Boden Visitor A Reminder of Marquette’s Connection to Charles Evans Hughes

This year’s Boden Lecturer, Prof. Thomas Merrill, is the Charles Evans Hughes Professor of Law at the Columbia University Law School.   In addition to providing insight in the fascinating Wisconsin case of Melms v. Pabst, his presence also reminds us of an important connection between the Marquette Law Review and Charles Evans Hughes.
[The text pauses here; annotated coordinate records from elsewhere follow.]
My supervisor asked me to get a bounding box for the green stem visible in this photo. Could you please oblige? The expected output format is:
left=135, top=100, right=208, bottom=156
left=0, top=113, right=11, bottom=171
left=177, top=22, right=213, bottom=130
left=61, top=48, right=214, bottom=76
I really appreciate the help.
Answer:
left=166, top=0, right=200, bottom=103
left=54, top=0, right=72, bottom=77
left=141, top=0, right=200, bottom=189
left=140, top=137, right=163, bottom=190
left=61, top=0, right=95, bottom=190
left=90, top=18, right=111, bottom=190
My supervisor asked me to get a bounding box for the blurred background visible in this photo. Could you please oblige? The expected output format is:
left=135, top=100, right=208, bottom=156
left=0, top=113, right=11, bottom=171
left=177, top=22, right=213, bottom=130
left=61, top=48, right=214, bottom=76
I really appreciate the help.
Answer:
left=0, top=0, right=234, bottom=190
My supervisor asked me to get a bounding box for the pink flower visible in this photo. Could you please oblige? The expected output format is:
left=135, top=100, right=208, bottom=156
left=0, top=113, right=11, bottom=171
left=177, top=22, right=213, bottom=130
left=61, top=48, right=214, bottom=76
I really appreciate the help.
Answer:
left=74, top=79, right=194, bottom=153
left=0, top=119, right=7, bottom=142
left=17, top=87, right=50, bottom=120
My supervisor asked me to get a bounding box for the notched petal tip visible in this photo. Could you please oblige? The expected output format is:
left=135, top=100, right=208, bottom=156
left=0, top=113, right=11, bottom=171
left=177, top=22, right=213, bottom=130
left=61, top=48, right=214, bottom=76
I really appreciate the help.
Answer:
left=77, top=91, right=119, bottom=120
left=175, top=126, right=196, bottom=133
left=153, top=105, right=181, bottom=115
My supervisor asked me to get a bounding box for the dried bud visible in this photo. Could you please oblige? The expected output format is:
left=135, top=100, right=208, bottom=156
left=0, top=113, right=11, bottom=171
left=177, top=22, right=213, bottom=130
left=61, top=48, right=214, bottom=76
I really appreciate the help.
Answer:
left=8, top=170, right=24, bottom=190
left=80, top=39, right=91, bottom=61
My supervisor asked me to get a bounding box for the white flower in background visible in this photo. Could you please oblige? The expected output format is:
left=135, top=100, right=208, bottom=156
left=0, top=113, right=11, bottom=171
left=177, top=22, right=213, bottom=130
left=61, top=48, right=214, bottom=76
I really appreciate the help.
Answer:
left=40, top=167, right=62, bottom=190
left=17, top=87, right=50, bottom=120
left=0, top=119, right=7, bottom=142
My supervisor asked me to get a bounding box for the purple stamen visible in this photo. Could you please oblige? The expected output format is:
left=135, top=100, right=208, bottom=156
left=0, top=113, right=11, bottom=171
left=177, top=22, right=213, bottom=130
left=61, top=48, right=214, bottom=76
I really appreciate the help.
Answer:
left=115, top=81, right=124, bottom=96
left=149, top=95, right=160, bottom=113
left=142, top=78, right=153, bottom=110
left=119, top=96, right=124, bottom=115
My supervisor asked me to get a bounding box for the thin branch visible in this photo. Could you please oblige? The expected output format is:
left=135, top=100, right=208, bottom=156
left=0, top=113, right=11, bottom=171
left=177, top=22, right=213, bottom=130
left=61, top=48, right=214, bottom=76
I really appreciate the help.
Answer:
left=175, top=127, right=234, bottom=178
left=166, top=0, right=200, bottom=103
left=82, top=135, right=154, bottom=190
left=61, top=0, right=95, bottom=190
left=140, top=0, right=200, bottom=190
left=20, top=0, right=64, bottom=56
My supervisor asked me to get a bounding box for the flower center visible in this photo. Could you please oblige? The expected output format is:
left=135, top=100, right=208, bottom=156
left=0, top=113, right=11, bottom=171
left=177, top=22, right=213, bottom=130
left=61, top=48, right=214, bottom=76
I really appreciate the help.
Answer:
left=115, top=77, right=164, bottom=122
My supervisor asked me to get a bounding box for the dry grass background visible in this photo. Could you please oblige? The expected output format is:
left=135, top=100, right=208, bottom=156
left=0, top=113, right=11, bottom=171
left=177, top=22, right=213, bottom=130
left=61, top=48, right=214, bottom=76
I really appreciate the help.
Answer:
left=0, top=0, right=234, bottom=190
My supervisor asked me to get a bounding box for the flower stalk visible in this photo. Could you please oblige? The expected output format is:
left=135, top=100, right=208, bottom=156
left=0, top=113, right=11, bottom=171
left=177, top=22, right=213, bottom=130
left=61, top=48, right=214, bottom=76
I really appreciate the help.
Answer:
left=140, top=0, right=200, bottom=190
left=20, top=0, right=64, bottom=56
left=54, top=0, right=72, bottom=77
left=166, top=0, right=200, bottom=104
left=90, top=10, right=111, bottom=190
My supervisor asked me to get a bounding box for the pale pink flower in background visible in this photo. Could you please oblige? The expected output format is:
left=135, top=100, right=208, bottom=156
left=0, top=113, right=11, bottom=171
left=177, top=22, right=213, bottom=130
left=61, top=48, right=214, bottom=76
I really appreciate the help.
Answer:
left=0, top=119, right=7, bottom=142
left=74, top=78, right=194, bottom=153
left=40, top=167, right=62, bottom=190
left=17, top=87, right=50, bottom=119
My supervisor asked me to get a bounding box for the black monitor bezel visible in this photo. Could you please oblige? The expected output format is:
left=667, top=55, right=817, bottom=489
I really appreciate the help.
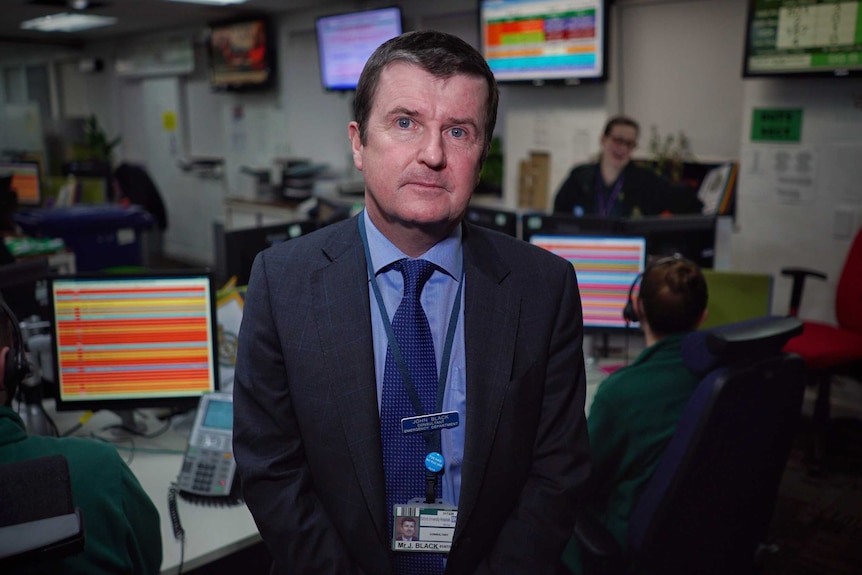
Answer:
left=204, top=14, right=278, bottom=92
left=48, top=269, right=221, bottom=411
left=314, top=4, right=405, bottom=92
left=464, top=205, right=520, bottom=238
left=742, top=0, right=862, bottom=80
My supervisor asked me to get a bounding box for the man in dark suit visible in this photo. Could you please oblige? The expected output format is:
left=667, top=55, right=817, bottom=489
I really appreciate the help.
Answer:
left=234, top=32, right=589, bottom=575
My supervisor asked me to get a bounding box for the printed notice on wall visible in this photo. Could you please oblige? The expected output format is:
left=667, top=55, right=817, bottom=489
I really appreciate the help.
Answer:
left=751, top=108, right=802, bottom=142
left=740, top=146, right=818, bottom=204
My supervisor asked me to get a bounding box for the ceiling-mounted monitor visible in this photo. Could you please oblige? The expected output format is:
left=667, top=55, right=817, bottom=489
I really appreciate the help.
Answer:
left=316, top=6, right=402, bottom=90
left=479, top=0, right=608, bottom=84
left=206, top=16, right=276, bottom=91
left=742, top=0, right=862, bottom=78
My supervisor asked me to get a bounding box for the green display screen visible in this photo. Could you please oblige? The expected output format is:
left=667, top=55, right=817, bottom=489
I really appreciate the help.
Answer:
left=744, top=0, right=862, bottom=76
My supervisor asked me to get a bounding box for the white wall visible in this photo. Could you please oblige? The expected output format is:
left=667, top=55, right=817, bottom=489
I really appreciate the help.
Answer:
left=618, top=0, right=746, bottom=159
left=731, top=78, right=862, bottom=322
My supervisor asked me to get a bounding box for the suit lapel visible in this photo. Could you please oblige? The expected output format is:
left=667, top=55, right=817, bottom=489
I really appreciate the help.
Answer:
left=455, top=225, right=520, bottom=537
left=311, top=218, right=388, bottom=544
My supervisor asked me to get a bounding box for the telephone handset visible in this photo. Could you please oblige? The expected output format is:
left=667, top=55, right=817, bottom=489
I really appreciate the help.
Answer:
left=177, top=393, right=239, bottom=499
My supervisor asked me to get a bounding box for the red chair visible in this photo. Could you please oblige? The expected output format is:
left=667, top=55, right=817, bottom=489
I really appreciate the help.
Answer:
left=781, top=229, right=862, bottom=470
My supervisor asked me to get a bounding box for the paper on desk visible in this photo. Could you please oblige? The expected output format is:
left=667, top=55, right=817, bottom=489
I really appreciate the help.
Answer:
left=216, top=288, right=243, bottom=392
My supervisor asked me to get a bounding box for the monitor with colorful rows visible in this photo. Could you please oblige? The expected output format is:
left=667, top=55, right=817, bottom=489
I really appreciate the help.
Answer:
left=48, top=271, right=218, bottom=424
left=530, top=235, right=646, bottom=331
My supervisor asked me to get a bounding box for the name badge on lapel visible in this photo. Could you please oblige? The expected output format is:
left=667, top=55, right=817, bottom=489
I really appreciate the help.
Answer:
left=401, top=411, right=461, bottom=435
Charles Evans Hughes (1862-1948) was one of the great luminaries of American Law.  He is the only individual to have served two separate stints on the Supreme Court (1911-1916 and 1930-1941, the latter as Chief Justice).  He also served as Secretary of State in the Harding and Coolidge administrations, and he and William Howard Taft are the only two men in American history to have both served on the Supreme Court and have been a major party nominee for president of the United States.  However, unlike Taft, who was elected president  in 1908, Hughes lost the presidential election of 1916 to incumbent Woodrow Wilson, although in terms of electoral votes, it was one of the closest elections in American History.  (Wilson won by an electoral vote margin of 277-254.  Had less than 2,000 Californians switched their votes from Wilson to Hughes, Hughes would have become the 29th president of the United States.)

Hughes’ connection to Marquette came shortly after the 1916 election.  Although Woodrow Wilson ran for re-election with the slogan “He kept us out of war”[World War I], barely a month after the beginning of his second term, the U.S. declared war against Germany and the other Axis powers.  The declaration of war led to a mobilization of the American economy under the direction of the national government that was without precedent in American history, and at least some observers questioned the constitutionality of the actions of the Wilson Administration and Congress.

By the summer of 1917, Hughes had returned to the private practice of law in New York City, but he quickly came to the defense of the policies of his former rival.  In an address entitled “War Powers under the Constitution,” delivered to the American Bar Association at its annual meeting on September 5, 1917, Hughes endorsed the broad interpretation of presidential power embraced by President Wilson.  The address was widely hailed by those who supported the American war effort and thousands of copies of the address were distributed to newspapers and other groups by the ABA.

The address was also published as the lead article in Volume 2, Issue 1 of the Marquette Law Review, which appeared only a few months after the address was first delivered. The law review had been founded only the year before, and the journal received a major boost in credibility and visibility with the presence of Hughes already famous address in what was only its third issue.

As the Law Review itself noted at the opening of the issue, “The Marquette Law Review starts its second year as a legal publication with a great deal more confidence than it did the previous year.”  Being able to attract contributors of the stature of Charles Evans Hughes was indeed a reason to feel confident.

How it was that the Marquette Law Review acquired the rights to be the only law review to publish Hughes’ address is not clear.  The Review itself revealed no such information, although in an editorial it did thank Hughes for granting it permission to publish the address.  None of Hughes’ biographers make any reference to a Marquette connection; however, one is tempted to speculate that the connection came through faculty member Carl Rix, who was the law review’s faculty adviser in 1917, and who was an active member (and a future president) of the American Bar Association.

While Rix may be the connection, he did not attend the 1917 ABA meeting which was held in Saratoga Springs, New York.  In fact, that year only two lawyers from Milwaukee, Edward Fairchild and W. A. Hayes, attended the annual meeting , and neither had any connection to the Marquette Law School.

It may simply have been that some enterprising member of the law review staff came up with the idea of contacting Hughes and offering to publish his address.

In any event, its publication brought the law review a great deal of attention, and forever established a linkage between Marquette and Charles Evans Hughes.